Jak dodał, Leszek Miller złożył mu zobowiązanie, że zrobi wszystko, aby przeforsować dla niego poparcie SLD. - Okazał się słaby, przegrał koncepcję jednoczenia lewicy. Przez to, że jest osamotniony w SLD, nie będzie z nim dobrze. Prawdopodobnie Sojusz nie wejdzie do Sejmu - powiedział Ryszard Kalisz w "Faktach po Faktach" w TVN24.

Kandydatka SLD na prezydenta w sobotę odwiedziła jedno z targowisk w Łodzi. Rozmawiała tam z kupcami i obiecywała zmianę prawa. - Jak sobie wyobrazimy Wielką Brytanię i Polskę jako łąki, to jaka jest różnica? Prawo i podatki - mówiła ludziom.

Przepychanka o program

Ryszard Kalisz i Paweł Piskorski odnieśli się także do "przepychanki" pomiędzy sztabami wyborczymi Komorowskiego i Dudy, zarzucających sobie plagiatowanie programów wyborczych. Według polityków to także "tragifarsa". - Użycie słowa "rodzina", postęp" czy "chcemy rozwoju gospodarczego" to są takie banały... - One co prawda muszą być ubrane w treść, ale tej treści nie ma - zauważył polityk.

Kalisz podkreślił również, że "sztab Komorowskiego bardzo źle pracuje". - Nie ma pomysłu kompletnie, ja jestem przerażony - stwierdził przewodniczący Dom Wszystkich Polska. - No jak dzisiaj zobaczyłem zdjęcia z wiecu w Białymstoku, gdzie było raptem 200 osób i widać było, że to urzędnicy specjalnie zaproszeni... - załamywał ręce w studio Kalisz, dodając, że "połowa z nich była w niebieskich koszulkach, a druga połowa (...) była lekko znudzona".

Zdaniem Kalisza, fakt, że choć kampania Komorowskiego od przynajmniej dwóch miesięcy powinna być doskonale dograna i skoordynowana - a według niego nie jest - nie przekreśla szans na wygraną. - Choć dopiero w drugiej turze i z minimalną najprawdopodobniej przewagą - ocenił Kalisz.

Chaos i dobry pomysł

- Tworzy się wrażenie, napędzane przez część działaczy PO, że ta kampania jest dramatycznie słaba - przyznał z kolei Paweł Piskorski, przewodniczący SD, w odczuciu którego kampania Komorowskiego jest prowadzona chaotycznie.

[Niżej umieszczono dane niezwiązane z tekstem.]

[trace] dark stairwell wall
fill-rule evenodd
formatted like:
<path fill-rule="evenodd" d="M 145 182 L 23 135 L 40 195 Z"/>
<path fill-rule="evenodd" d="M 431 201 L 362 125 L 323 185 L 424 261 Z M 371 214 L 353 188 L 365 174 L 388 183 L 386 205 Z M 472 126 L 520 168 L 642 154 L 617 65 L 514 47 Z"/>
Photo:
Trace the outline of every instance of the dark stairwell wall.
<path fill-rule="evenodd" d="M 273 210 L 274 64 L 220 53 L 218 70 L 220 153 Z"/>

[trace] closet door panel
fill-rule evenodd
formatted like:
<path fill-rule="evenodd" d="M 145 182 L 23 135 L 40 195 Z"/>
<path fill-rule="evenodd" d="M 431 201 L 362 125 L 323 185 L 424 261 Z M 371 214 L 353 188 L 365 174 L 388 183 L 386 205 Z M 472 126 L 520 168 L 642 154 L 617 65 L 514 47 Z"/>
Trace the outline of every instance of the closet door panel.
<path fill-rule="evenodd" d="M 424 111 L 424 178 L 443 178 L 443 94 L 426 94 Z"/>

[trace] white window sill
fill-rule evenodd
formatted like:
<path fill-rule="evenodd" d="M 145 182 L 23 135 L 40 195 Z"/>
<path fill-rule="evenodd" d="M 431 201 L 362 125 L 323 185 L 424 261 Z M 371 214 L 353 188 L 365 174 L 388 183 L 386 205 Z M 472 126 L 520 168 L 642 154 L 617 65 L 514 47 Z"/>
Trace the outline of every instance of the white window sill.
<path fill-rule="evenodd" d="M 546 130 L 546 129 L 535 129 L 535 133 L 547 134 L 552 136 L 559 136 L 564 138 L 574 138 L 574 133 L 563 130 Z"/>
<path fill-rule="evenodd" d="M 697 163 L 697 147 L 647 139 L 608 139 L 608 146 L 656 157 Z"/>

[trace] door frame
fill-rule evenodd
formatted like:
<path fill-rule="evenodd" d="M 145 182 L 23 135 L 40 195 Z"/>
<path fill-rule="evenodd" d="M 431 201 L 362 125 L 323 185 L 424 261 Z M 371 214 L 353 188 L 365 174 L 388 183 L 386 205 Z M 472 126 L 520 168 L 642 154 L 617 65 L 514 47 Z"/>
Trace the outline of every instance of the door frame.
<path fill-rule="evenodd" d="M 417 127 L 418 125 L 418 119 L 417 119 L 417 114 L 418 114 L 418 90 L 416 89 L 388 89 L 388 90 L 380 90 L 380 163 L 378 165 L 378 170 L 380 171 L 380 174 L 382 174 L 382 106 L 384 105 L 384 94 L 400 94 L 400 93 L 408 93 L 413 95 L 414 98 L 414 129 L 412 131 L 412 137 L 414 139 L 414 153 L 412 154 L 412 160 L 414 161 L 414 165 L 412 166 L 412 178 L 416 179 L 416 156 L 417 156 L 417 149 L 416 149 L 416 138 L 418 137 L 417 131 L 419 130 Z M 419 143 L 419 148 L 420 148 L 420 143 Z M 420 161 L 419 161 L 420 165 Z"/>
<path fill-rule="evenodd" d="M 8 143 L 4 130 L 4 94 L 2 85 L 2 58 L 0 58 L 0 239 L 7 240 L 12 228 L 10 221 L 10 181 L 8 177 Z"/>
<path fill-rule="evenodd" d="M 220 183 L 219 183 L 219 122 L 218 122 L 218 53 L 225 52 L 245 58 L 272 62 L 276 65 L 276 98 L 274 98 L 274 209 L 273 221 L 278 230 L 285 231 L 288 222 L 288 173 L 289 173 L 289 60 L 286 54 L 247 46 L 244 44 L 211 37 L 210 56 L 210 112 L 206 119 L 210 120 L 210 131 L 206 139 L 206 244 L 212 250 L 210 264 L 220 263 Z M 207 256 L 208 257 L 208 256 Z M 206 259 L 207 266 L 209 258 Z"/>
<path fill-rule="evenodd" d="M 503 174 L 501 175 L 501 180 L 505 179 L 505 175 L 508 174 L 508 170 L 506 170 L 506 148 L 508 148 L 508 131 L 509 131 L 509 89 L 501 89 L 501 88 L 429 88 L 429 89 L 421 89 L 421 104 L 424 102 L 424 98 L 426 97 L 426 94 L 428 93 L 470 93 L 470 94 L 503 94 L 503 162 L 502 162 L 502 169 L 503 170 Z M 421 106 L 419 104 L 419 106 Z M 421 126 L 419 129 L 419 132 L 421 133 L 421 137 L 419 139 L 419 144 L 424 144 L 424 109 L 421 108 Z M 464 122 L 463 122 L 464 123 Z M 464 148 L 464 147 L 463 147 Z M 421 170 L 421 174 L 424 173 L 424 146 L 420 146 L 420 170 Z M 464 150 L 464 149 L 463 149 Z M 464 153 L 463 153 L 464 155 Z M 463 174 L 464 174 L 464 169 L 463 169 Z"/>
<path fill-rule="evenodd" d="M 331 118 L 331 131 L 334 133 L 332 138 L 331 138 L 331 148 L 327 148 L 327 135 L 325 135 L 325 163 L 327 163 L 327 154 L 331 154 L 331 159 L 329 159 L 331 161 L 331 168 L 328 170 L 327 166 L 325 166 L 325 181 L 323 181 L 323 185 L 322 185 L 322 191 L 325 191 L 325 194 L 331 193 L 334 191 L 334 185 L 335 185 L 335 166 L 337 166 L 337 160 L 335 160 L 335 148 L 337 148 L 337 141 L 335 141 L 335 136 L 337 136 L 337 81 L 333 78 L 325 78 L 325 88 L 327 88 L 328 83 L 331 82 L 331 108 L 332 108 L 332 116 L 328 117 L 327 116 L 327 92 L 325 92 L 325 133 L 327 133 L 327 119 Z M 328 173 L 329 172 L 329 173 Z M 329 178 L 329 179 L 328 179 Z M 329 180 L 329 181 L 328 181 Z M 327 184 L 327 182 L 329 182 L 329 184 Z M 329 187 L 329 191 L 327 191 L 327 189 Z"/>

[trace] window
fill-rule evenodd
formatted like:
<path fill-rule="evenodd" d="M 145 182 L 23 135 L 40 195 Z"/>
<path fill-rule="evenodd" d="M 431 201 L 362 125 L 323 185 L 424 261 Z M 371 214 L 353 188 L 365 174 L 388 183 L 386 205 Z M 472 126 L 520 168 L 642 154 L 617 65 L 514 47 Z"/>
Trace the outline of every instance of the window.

Piskorski pozytywnie ocenił pomysł na kampanię Bronisława Komorowskiego. - Bo jak rozumiem, pomysł tej kampanii jest taki: jestem dobrym prezydentem, chcę na swojej dotychczasowej prezydenturze powtórzyć elekcję - zauważył Piskorski. - To nie jest głupi pomysł bo on (Komorowski - przyp. red.) jest dobrym prezydentem - dodał.

Jednak, jak zauważył Piskorski, w opinii odbiorców kampania jest chaotyczna. - Chaos i rywalizacja, która może skończyć się tym, że Duda nada ton tej kampanii wyborczej - przewidywał polityk.

Piskorski zwrócił uwagę, że za pewnik można przyjąć trzy fakty: wygraną Komorowskiego, drugie miejsce Dudy i walkę kandydatów lewicy między sobą o tzw. palmę pierwszeństwa.